Assuming your workout program has a number of unique parts – sets of different individual exercises, for instance – how you order those parts matters. To maximize enjoyment, think of your relationship with gratification as it relates to other activities, like eating dinner. When do you choose to eat the good stuff on a plate containing a highly-cherished dish – say, lobster tail or filet mignon – along with a side or two? For me, I’ve always preferred to save the reward for the end. Even as a kid, I labored over uncracked crab legs, only choosing to eat the pay dirt once I’d extracted every morsel from the shell and finished the sides.

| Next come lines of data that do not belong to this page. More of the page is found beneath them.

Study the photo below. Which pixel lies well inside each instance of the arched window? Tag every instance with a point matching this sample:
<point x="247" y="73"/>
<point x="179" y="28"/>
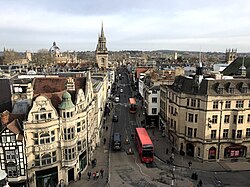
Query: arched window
<point x="46" y="159"/>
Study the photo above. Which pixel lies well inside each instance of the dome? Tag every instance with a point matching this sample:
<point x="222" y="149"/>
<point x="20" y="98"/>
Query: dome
<point x="54" y="48"/>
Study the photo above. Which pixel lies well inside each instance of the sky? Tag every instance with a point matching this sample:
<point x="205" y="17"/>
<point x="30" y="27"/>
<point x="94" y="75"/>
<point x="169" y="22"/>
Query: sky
<point x="190" y="25"/>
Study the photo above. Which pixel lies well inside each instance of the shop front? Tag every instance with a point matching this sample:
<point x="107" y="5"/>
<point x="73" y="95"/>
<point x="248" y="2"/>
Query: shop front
<point x="47" y="177"/>
<point x="235" y="151"/>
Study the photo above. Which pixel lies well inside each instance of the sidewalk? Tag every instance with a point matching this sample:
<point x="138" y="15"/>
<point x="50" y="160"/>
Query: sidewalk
<point x="101" y="154"/>
<point x="163" y="143"/>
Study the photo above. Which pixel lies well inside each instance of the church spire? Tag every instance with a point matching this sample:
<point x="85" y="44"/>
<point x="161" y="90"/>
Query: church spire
<point x="102" y="31"/>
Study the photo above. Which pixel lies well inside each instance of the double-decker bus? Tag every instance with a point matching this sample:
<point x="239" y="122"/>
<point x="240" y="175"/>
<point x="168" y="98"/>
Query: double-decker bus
<point x="144" y="145"/>
<point x="132" y="105"/>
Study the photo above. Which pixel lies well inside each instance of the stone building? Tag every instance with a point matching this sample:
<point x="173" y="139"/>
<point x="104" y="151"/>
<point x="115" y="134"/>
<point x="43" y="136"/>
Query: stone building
<point x="60" y="130"/>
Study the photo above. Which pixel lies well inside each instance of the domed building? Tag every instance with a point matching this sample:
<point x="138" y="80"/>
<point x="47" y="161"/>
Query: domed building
<point x="61" y="58"/>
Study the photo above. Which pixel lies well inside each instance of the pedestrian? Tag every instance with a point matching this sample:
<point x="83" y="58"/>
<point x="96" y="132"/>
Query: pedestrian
<point x="89" y="174"/>
<point x="94" y="175"/>
<point x="189" y="164"/>
<point x="79" y="175"/>
<point x="95" y="161"/>
<point x="101" y="172"/>
<point x="97" y="174"/>
<point x="104" y="141"/>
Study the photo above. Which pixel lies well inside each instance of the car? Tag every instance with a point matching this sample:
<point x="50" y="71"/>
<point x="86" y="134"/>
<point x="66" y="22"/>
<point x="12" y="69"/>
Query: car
<point x="115" y="118"/>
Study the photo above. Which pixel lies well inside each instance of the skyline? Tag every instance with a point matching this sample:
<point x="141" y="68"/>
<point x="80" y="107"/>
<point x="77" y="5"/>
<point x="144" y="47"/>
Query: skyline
<point x="128" y="25"/>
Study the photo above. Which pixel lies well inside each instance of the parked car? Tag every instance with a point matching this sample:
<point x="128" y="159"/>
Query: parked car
<point x="115" y="118"/>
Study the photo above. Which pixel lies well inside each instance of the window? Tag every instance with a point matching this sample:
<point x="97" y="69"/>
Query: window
<point x="235" y="119"/>
<point x="244" y="89"/>
<point x="239" y="133"/>
<point x="228" y="104"/>
<point x="154" y="99"/>
<point x="240" y="119"/>
<point x="12" y="171"/>
<point x="239" y="104"/>
<point x="70" y="153"/>
<point x="215" y="105"/>
<point x="46" y="159"/>
<point x="248" y="132"/>
<point x="196" y="118"/>
<point x="10" y="155"/>
<point x="69" y="133"/>
<point x="193" y="102"/>
<point x="190" y="117"/>
<point x="214" y="118"/>
<point x="220" y="90"/>
<point x="233" y="133"/>
<point x="79" y="146"/>
<point x="44" y="138"/>
<point x="154" y="110"/>
<point x="78" y="126"/>
<point x="198" y="103"/>
<point x="225" y="133"/>
<point x="190" y="132"/>
<point x="213" y="134"/>
<point x="226" y="118"/>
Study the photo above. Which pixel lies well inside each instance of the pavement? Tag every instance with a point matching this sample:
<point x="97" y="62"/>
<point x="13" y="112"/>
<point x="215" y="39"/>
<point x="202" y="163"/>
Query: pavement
<point x="162" y="143"/>
<point x="101" y="153"/>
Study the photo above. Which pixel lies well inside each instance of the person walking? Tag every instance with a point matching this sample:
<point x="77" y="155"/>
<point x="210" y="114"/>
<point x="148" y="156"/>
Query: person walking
<point x="167" y="151"/>
<point x="189" y="164"/>
<point x="94" y="175"/>
<point x="79" y="175"/>
<point x="97" y="174"/>
<point x="104" y="141"/>
<point x="89" y="174"/>
<point x="101" y="172"/>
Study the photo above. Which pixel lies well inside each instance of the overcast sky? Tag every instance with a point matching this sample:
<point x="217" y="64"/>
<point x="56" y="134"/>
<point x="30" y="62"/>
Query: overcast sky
<point x="193" y="25"/>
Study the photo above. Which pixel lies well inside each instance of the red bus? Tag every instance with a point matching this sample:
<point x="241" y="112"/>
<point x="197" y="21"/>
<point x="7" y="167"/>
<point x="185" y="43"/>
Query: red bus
<point x="144" y="145"/>
<point x="132" y="105"/>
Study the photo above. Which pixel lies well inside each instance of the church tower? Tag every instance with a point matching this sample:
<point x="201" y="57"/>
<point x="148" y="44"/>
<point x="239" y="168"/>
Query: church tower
<point x="101" y="52"/>
<point x="231" y="55"/>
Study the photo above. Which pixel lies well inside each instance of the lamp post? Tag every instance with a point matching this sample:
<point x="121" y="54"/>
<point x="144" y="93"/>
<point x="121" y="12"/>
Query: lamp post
<point x="218" y="155"/>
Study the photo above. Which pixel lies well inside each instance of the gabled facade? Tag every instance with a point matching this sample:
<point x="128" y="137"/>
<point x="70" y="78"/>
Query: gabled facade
<point x="60" y="129"/>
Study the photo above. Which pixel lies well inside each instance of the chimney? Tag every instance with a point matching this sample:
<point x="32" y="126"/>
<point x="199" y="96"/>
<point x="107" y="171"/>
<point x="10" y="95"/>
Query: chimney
<point x="5" y="117"/>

My brother, in contrast, would eat chunks of crab as soon as they exited the shell, unable to delay gratification.
When it comes to workouts, some people prefer doing the difficult work first and saving the more enjoyable exercises for last, while others like to warm up slowly and save the challenges for the end. Understand what works for you, and structure your routine accordingly.
3. End on a high note – whatever that means to you.
More on timing: People tend to judge and remember an experience by its most intense point (the “best” or “worst” moment) and its end, according to work by Nobel Prize-winning psychologist Daniel Kahneman. This “peak-end rule” is what we use to summarize a movie we’ve watched, a conversation we’ve had or a tennis match we’ve played. If a movie’s last moment delightful, the conversation ended with a brilliant laugh or a tennis match concluded superbly, we’ll judge the event as highly favorable – even if the beginning and middle weren’t all that positive. In other words, we give more weight to the most recently experienced moments.
If the goal is to recall your workouts positively – which makes continuing exercise more likely – consider ending them on a bright note. This may mean a gentle stretch with deep breathing, one final grueling set or a post-workout coffee with an exercise buddy. How you define “bright note” is up to you, but finding it may be the key to maintaining the motivation to go back to the gym tomorrow.